So, while a small AMC having assets up to Rs 2500 crore can charge up to 2.55 percent TER, those with AUM above 1 lakh crore will be able to charge a maximum of 1.3 percent.
“Why is the regulator looking to penalize an entity because of its scale and size” asked the head of one large AMC speaking to this writer on condition of anonymity.
The answer is probably hidden in the more optimistic reaction coming from the MF CEO of a small AMC with assets of around Rs 20,000 crore.
“The changes are a first important step in providing a level playing field. They are positive for the investor and may also usher in more foreign entities to set up MF businesses in India” says the gentleman.
End to mis-selling?
While MF industry body AMFI gets down to holding discussions on the sweeping proposal, and individual AMCs also prepare to write to SEBI independently, one thing emerges clear. If implemented, the new norms will probably go a long away in curbing the mis-selling taking place with respect to NFOs as well as some of the malpractices around additional commissions for investors on boarded from B-30 (beyond top 30) cities.
As of now MFs are permitted to charge additional expense of up to 0.3 percent for inflows coming from smaller towns beyond the top 30 cities. The regulator proposes to curb this to 1 percent of application money for only new investors (identified by new PAN numbers coming in the MF ecosystem) with a cap of Rs 2000 per investor. Not just that B-30 commissions will be a part of the TER if the proposal becomes reality.
“There was rampant abuse of the B-30 provision by some of the larger distributors. Applications were being taken on wrong addresses just to earn the extra commission. This clean-up will be good for the system” says Mohit Gang, CEO at Moneyfront.
'Total' expenses in the TER
Not just B-30 commissions, but Sebi proposes to subsume all other charges including broking and transaction costs, additional expenses wrt exit loads as well as GST & STT within the total expense ratio. The market regulator argues that by paying management fee to the AMC along with broking charges, an investor is being charged twice for the advice/research used in stock selection.
Sebi is open to allowing AMCs to set up their own internal broking infrastructure to reduce operational costs. However this may not be as simple as it sounds. Most AMC heads this journalist spoke to, were of the view that executing large trades requires market liquidity and efficient order matching which a stock broker is better placed to provide.
Many also fear bearing the liability of human errors that can happen in punching trades. Considering these factors, it is likely that large AMCs may look at setting up inhouse broking arms where as mid and small sized ones may be reluctant to do so.
Are we ready for performance base fee?
Sebi offers AMCs a new idea to enhance their profits – the concept of a performance-based fee which may be charged over and above a base level expense ratio if the fund does well and meets certain performance benchmarks or hurdle rates. This sounds quite fair and reasonable at a concept level, however it may not find immediate takers.
The head of a mutual fund data & performance analysis firm points out that performance-based fee models haven’t taken off too well in developed markets like the US as well because they tend to be very complex for investors to understand.

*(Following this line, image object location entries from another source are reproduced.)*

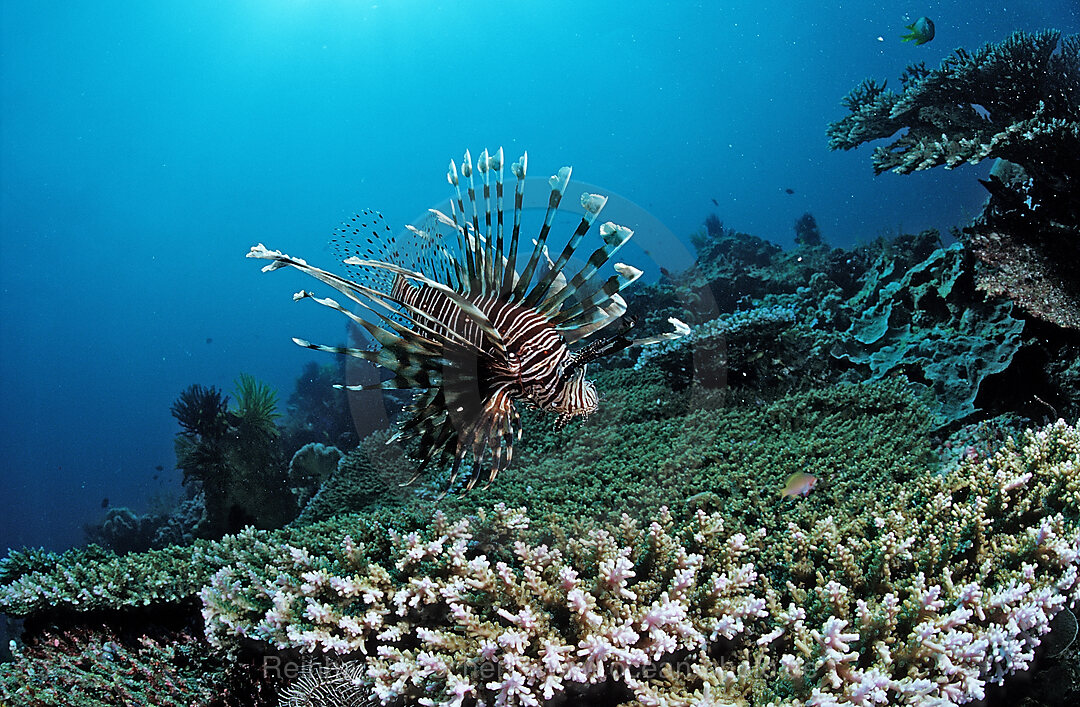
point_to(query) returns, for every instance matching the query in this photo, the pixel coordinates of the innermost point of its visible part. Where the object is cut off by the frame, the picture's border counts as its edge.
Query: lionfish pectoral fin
(467, 308)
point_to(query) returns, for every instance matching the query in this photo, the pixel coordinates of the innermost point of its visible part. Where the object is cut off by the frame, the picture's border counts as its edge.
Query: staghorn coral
(932, 597)
(866, 583)
(1016, 102)
(439, 620)
(334, 683)
(91, 667)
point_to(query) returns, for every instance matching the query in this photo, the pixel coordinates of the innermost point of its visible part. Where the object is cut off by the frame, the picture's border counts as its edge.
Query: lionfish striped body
(470, 332)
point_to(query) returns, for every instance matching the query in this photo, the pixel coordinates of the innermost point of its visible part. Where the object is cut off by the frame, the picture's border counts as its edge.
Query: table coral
(1016, 102)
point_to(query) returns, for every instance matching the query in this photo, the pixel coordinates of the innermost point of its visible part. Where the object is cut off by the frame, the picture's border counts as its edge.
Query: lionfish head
(578, 398)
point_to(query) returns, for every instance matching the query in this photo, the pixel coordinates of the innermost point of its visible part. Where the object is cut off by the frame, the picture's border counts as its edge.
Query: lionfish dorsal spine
(615, 238)
(496, 164)
(509, 277)
(558, 182)
(459, 324)
(484, 167)
(461, 226)
(592, 204)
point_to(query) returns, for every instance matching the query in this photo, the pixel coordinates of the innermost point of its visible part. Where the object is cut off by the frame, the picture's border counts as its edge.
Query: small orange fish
(798, 484)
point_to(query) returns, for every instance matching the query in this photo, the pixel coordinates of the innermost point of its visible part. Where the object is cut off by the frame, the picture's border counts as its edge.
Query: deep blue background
(146, 146)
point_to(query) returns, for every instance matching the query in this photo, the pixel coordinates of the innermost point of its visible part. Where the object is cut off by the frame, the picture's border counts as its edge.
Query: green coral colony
(649, 556)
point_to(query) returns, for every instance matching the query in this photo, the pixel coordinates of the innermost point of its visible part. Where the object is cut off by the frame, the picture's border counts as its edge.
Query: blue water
(146, 146)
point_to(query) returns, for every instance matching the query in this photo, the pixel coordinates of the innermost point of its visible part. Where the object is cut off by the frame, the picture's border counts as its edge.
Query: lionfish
(457, 322)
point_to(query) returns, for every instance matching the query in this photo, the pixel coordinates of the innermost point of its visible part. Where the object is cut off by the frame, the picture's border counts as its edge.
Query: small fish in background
(920, 31)
(798, 484)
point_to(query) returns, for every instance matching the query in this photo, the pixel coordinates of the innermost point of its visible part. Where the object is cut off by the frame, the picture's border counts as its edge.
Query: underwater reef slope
(663, 568)
(1017, 102)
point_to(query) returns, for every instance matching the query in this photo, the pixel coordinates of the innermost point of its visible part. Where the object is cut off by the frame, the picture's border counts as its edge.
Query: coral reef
(931, 325)
(370, 475)
(1015, 100)
(310, 466)
(674, 573)
(86, 668)
(233, 456)
(319, 412)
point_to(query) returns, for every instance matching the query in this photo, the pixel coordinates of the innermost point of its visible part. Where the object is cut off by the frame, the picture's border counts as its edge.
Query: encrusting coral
(927, 586)
(1015, 100)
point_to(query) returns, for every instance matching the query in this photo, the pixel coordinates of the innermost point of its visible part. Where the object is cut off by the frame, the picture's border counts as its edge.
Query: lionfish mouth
(470, 324)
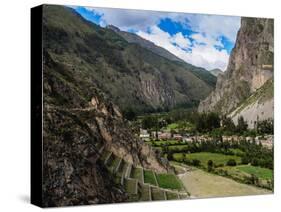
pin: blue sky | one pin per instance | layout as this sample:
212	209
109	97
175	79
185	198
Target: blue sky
202	40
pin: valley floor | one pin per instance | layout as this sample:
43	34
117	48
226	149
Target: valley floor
201	184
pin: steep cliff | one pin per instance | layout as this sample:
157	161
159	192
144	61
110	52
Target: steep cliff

Mutual Fund houses have another issue with a performance fee model and one that seems valid – won’t fund managers start taking undue risks and chase momentum to earn higher fee? Clearly performance fee is a good & novel idea but one that perhaps needs a deeper, more thorough discussion before implantation.
Capping commissions: mutual funds vs insurance
That brings us to the heart of the MF regulatory debate. While big, medium and small AMCs may have varying opinion on the many aspects of Sebi's 40-page long consultation paper, they are united in one aspect – the feeling that while the MF industry is possibly one of the most heavily regulated ones in the Indian financial sector, other players, specially insurance companies have an easier regulatory environment. Curbing malpractices is a must, and it’s a good idea to bring down the cost of investing, but in doing so will the regulator be squeezing small distributors out of the market?
“MF commisisons range from 0.7 – 1.8 percent. Contrast this with the average commissions of 10 -15 percent paid on insurance products” how are smaller mutual fund distributors to survive? Asks one independent financial advisor. It’s a worry that AMCs voice loudly in quiet corners away from media glare. “You run the risk of creating an environment where distributors will sell insurance or crypto or corporate FDs or even ponzi schemes – anything except mutual funds” laments one big MF boss.
Now that warning may be a bit exaggerated, but the underlying message it carries can’t be ignored.
One hopes that the MF industry will come together and debate best practices with the regulator an implement a framework that helps both – the industry and the investor. The country has come a long way with mutual funds having given a viable option to the great Indian middle class to preserve and grow it’s wealth. One only hopes that the efforts of the regulator and the MF ecosystem will strengthen that journey over the coming many decades.